Everest: Towards a Verified, Drop-In Replacement of HTTPS
Karthikeyan Bhargavan (Prosecco, INRIA, Paris, France)
Barry Bond (RiSE, Microsoft Research, Redmond, WA, USA)
Antoine Delignat-Lavaud (Programming Principles and Tools, Microsoft Research, Cambridge, United
Kingdom)
Cédric
Fournet (Programming Principles and Tools)
Chris
Hawblitzel (Systems Research Group, Microsoft Research, Redmond,
WA, USA)
Catalin
Hritcu (Prosecco)
Samin
Ishtiaq (Programming Principles and Tools)
Markulf
Kohlweiss (Programming Principles and Tools)
Rustan
Leino (RiSE)
Jay Lorch(Systems Research Group)
Kenji Maillard (Prosecco; RiSE)
Jianyang Pang (RiSE)
Bryan Parno
(RiSE; Computer Science Department, Carnegie Mellon University,
Pittsburgh, PA, USA; Electrical and Computer Engineering Department,
Carnegie Mellon University)
Jonathan Protzenko (RiSE)
Tahina Ramananandro (RiSE)
Ashay Rane (RiSE)
Aseem
Rastogi (Microsoft Research, Bengaluru, Karnataka, India)
Nikhil
Swamy (RiSE)
Laure Thompson (RiSE)
Peng Wang (RiSE;
CSAIL, MIT, Cambridge, MA, USA)
Santiago
Zanella-Béguelin (Programming Principles and Tools)

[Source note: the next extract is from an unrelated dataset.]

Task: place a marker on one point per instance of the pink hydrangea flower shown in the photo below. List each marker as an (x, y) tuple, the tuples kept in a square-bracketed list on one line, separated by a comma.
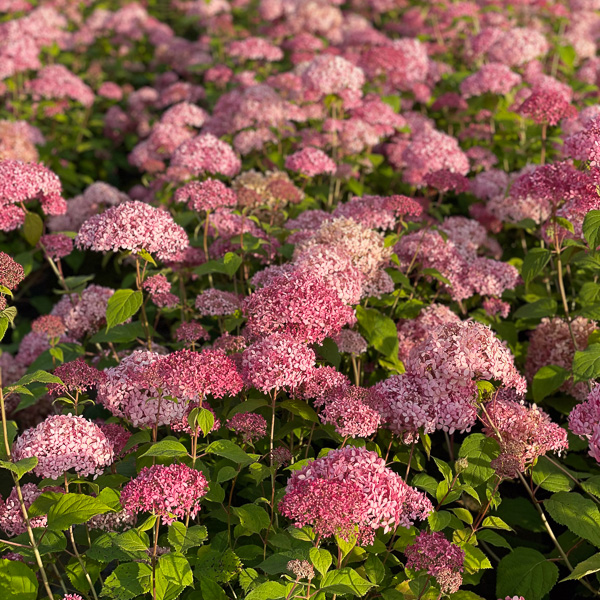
[(133, 226), (64, 442), (170, 492)]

Jean-Karim Zinzindohoué (Prosecco)
The HTTPS ecosystem is the foundation on which Internet security is
built. At the heart of this ecosystem is the Transport Layer Security
(TLS) protocol, which in turn uses the X.509 public-key infrastructure
and numerous cryptographic constructions and algorithms. Unfortunately,
this ecosystem is extremely brittle, with headline-grabbing attacks and
emergency patches many times a year. We describe our ongoing efforts in
Everest (The Everest VERified End-to-end Secure Transport) a project that
aims to build and deploy a verified version of TLS and other components
of HTTPS, replacing the current infrastructure with proven, secure
software.
Aiming both at full verification and usability, we conduct high-level
code-based, game-playing proofs of security on cryptographic
implementations that yield efficient, deployable code, at the level of C
and assembly. Concretely, we use F*, a dependently typed language for
programming, meta-programming, and proving at a high level, while relying
on low-level DSLs embedded within F* for programming low-level components
when necessary for performance and, sometimes, side-channel
resistance. To compose the pieces, we compile all our code to source-like
C and assembly, suitable for deployment and integration with existing
code bases, as well as audit by independent security experts.
Our main results so far include (1) the design of Low*, a subset of F*
designed for C-like imperative programming but with high-level
verification support, and KreMLin, a compiler that extracts Low* programs
to C; (2) an implementation of the TLS-1.3 record layer in Low*, together
with a proof of its concrete cryptographic security; (3) Vale, a new DSL
for verified assembly language, and several optimized cryptographic
primitives proven functionally correct and side-channel resistant. In an
early deployment, all our verified software is integrated and deployed
within libcurl, a widely used library of networking protocols.